My wines are also stored on a concrete floor. I know who built our house (Karen Robbins is our contractor too), but I don’t know who decided to put the concrete floor for 80% of the basement about 4 inches higher than the actual floor level. We don’t get torrential rains and wet basement often, but it would make my current storage untenable.

Dan Kravitz

Hello, LasseK: I’m situated in US earthquake country - so quakes sometimes give me and my wine tremors. The passive, concrete basement cellar holds about 3 years of every day drinkers, “drink-soon,” and collectibles wines laid down for 30+ years. Some wine bottles are binned against the south and west walls; others are still in their boxes on the east wall.
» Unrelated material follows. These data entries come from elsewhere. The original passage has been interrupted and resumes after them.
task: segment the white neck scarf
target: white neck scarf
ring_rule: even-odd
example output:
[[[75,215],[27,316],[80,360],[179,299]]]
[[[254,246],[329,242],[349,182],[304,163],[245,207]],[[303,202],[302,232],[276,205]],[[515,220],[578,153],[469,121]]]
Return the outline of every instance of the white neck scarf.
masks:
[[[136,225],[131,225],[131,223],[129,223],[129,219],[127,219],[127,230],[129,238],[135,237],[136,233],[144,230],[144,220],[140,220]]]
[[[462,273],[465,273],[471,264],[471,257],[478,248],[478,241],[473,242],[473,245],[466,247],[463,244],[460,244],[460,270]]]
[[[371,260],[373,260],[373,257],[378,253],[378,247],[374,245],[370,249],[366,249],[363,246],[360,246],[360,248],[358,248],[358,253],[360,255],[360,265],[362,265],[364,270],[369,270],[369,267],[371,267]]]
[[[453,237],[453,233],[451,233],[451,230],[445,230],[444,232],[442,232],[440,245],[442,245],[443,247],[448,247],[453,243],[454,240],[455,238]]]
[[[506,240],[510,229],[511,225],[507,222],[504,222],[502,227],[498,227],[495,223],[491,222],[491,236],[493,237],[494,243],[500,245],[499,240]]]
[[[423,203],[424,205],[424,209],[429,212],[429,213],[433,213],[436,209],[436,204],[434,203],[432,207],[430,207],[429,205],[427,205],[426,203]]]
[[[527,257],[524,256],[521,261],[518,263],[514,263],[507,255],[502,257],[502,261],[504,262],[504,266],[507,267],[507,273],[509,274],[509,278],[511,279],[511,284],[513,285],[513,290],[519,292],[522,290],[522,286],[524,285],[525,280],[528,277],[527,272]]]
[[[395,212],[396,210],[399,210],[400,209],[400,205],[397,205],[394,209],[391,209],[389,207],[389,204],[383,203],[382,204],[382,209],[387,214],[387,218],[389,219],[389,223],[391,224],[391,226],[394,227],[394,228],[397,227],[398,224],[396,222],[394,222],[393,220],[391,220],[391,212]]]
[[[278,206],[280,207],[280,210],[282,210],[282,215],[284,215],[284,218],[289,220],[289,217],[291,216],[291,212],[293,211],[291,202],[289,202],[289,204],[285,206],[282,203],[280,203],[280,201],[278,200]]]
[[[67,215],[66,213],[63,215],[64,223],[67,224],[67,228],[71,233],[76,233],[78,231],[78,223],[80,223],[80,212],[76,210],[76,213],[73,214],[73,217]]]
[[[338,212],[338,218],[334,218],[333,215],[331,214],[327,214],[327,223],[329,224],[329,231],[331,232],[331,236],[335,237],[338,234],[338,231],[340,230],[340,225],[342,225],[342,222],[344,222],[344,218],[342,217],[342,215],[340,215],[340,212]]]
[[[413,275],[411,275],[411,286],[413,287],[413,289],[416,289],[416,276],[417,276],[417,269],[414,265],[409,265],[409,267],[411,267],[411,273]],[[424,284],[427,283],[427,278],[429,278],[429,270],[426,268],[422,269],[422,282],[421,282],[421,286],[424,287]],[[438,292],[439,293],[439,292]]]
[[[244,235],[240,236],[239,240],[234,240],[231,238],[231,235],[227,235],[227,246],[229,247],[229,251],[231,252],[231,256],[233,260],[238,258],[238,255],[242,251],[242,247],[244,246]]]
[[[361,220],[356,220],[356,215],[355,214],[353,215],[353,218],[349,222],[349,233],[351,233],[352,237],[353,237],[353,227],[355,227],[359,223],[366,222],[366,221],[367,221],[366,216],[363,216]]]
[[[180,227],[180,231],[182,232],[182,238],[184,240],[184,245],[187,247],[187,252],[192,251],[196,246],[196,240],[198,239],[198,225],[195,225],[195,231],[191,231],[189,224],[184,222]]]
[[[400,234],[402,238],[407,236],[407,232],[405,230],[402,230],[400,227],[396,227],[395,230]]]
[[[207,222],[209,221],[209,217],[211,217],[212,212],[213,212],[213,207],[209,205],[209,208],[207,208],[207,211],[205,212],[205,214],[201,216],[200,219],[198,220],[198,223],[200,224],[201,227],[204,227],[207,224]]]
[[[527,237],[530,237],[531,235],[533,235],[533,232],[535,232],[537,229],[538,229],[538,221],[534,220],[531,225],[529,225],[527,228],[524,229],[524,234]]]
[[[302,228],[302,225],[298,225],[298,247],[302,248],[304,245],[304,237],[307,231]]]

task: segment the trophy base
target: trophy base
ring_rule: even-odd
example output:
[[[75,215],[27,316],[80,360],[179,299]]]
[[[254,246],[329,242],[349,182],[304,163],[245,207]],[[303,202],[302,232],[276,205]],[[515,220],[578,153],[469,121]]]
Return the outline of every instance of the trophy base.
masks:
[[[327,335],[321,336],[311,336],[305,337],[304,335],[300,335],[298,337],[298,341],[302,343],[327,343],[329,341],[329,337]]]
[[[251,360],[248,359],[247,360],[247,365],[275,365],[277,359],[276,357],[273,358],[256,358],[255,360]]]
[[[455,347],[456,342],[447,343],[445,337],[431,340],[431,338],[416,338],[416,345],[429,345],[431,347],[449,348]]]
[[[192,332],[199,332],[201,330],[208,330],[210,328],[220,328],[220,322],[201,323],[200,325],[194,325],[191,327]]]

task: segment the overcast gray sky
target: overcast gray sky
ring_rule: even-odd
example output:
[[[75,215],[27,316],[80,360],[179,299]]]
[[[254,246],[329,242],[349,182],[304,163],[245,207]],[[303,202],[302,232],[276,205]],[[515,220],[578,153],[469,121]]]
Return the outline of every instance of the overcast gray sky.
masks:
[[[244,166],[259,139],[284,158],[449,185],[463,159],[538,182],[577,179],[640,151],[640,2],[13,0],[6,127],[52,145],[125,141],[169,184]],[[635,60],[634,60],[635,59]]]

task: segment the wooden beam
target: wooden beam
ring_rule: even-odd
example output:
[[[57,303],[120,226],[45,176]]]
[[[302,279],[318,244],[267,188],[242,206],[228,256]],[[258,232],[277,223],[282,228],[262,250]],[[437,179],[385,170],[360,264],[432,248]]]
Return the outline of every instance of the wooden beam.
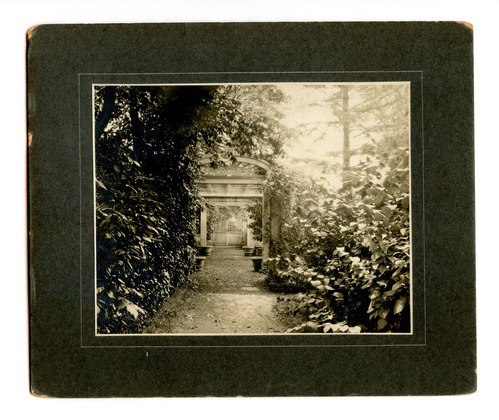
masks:
[[[234,157],[238,162],[249,163],[251,165],[255,165],[262,169],[265,169],[266,171],[270,169],[270,164],[265,162],[264,160],[256,160],[246,156],[234,156]],[[212,159],[213,159],[212,155],[205,155],[199,163],[201,165],[208,165],[209,163],[211,163]]]
[[[261,198],[263,197],[262,193],[245,193],[245,194],[220,194],[216,192],[200,192],[201,197],[218,197],[218,198]]]
[[[208,178],[205,177],[205,179],[201,181],[196,181],[196,184],[230,184],[230,185],[261,185],[263,184],[263,181],[265,181],[265,177],[251,177],[251,178],[239,178],[239,177],[216,177],[216,178]]]

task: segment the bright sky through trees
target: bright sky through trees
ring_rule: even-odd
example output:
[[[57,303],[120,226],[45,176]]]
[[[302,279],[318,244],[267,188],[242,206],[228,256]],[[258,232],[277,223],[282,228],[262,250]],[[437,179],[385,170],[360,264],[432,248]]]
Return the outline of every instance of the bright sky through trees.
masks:
[[[383,84],[348,84],[352,88],[361,86],[393,87],[402,83]],[[408,86],[408,83],[404,83]],[[286,95],[287,100],[281,104],[280,111],[284,115],[282,123],[290,129],[292,138],[286,144],[287,154],[295,158],[306,158],[316,160],[331,160],[339,156],[343,149],[343,130],[338,124],[338,117],[328,99],[339,91],[340,84],[280,84],[279,87]],[[405,102],[408,105],[408,93],[406,89]],[[360,105],[363,98],[356,89],[350,91],[351,108]],[[355,116],[353,116],[355,118]],[[371,121],[373,122],[373,121]],[[409,126],[409,120],[405,121]],[[377,133],[379,136],[380,133]],[[358,149],[361,145],[368,143],[370,139],[360,133],[352,133],[350,148]]]

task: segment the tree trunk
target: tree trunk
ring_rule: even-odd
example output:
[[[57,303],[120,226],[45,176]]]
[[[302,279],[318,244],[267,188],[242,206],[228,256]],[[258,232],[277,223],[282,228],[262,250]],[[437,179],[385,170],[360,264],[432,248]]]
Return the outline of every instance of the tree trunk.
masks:
[[[137,159],[144,163],[145,159],[145,147],[144,147],[144,127],[139,118],[139,110],[138,110],[138,94],[139,89],[130,88],[130,128],[131,134],[133,138],[133,151]]]
[[[343,99],[343,112],[341,116],[343,126],[343,171],[350,168],[350,105],[348,97],[348,86],[341,86]]]
[[[116,104],[116,86],[106,86],[103,94],[102,112],[95,118],[95,139],[99,139],[114,112]]]

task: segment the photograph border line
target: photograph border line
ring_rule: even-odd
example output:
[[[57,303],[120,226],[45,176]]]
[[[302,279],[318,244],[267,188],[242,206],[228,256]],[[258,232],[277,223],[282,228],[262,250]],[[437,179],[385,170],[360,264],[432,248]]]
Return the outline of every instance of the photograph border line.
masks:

The cellar space is about 10x12x10 (LWH) in a southeastern corner of a 1940’s house. The “3-M arrangement” has worked for me: Moderate light (mostly dim/dark); Moderate humidity from damp ground/rain (and there’s a small top-down vent for moderate ventilation); Moderate annual temperature (usually 45-55). Seems to work well for the plonk and the precious. Best to you. Dee B

This roughly, but with the longest keepers on the bottom in contact with the floor.

I actually just found that my floor does keep a rather cool temperature (concrete) as well. It is not a big basement, but maybe i can be a bit creative and create space on the floor for some bottles. Thanks.